The biggest gauntlet in this growing fight came yesterday. When Reuters asked minister Lopez if this week’s results could see “10 or more mines suspended” — to which she replied simply, “Yes possible.”
A suspension of operations on that scale could be very significant for the mining world. Given that the Philippines only has 30 mines operating right now (after 10 were already suspended so far this year) — which are responsible for 21% of global nickel production.
A negative outcome for Philippines miners appears all the more likely after some bizarre comments by minister Lopez in an interview with local news last Thursday. Where she appeared to suggest she would do everything in her power to ensure that miners do not pass the current government audits.
Here’s a direct quote from Lopez:
“If an audit team passes a mining company for whatever reason, you’re not only passing a mining company, you’re saying it’s okay, that’s really scary. Right?”

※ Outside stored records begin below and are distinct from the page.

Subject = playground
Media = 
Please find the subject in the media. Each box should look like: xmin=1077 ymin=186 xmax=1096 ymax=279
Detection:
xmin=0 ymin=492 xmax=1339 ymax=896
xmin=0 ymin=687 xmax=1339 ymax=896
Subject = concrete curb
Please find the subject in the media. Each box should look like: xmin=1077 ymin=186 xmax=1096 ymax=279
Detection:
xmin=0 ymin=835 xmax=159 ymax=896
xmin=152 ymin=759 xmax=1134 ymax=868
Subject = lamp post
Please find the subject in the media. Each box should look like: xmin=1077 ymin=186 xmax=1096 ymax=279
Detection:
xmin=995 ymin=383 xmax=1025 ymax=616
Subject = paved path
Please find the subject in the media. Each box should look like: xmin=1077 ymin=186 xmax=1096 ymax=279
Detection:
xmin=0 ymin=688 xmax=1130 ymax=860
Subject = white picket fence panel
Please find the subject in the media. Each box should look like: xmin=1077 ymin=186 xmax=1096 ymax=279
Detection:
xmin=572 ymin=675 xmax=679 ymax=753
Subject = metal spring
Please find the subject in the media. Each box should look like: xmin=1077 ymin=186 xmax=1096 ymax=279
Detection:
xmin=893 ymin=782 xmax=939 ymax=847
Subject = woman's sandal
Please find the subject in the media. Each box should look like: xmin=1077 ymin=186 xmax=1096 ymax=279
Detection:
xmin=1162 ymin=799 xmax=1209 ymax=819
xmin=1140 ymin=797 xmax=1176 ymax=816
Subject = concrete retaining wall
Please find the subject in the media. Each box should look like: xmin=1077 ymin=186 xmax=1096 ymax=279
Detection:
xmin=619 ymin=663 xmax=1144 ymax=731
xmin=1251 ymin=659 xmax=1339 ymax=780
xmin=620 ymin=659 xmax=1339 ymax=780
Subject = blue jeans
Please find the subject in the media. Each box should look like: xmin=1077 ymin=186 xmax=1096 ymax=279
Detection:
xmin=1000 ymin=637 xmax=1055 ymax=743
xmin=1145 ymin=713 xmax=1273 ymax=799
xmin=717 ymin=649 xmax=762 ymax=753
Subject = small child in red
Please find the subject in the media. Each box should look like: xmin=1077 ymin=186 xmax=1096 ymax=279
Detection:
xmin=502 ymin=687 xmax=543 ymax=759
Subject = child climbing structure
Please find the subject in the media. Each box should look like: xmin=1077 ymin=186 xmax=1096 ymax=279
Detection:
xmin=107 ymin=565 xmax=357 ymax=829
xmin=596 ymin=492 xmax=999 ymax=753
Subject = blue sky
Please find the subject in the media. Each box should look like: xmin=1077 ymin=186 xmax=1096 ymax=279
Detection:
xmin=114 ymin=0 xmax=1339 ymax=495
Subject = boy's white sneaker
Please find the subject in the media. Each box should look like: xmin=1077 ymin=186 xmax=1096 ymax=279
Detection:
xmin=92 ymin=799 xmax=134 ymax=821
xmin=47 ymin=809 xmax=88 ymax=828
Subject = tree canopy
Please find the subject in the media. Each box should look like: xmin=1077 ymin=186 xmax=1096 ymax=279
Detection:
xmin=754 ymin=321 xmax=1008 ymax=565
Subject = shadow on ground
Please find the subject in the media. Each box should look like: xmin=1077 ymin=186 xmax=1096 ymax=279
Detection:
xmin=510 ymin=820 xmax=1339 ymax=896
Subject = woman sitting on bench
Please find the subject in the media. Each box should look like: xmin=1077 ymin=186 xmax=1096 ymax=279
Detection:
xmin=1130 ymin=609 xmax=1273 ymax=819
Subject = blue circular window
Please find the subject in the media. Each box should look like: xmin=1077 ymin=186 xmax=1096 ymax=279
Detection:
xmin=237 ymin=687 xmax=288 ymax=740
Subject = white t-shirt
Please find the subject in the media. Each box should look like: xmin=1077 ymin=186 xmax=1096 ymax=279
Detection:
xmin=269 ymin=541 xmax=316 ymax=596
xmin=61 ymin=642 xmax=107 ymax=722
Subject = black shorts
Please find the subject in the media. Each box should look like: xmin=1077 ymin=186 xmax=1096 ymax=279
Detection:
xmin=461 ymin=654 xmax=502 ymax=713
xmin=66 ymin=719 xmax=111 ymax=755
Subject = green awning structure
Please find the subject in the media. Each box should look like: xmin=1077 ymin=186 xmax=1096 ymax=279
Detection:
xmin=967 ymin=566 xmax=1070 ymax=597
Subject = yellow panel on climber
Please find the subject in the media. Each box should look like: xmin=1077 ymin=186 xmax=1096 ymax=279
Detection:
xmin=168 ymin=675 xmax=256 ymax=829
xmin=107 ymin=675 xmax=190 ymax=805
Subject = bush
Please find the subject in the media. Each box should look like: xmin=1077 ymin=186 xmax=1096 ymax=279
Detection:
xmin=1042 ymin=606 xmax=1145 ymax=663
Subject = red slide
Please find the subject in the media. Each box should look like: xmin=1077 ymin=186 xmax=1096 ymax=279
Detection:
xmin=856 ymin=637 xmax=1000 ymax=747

It sounds like the minister is suggesting here that it is not acceptable for mining companies to pass the audit under any circumstances. Because that might give the idea that mining is okay. A downright ludicrous suggestion from a person who is supposed to be a regulator for the industry.
All of which suggests that the results of the upcoming audit could be very bad for the Philippines mining scene — and thus for global nickel supply. Watch for details Thursday on mine suspensions, and effects on production and exports.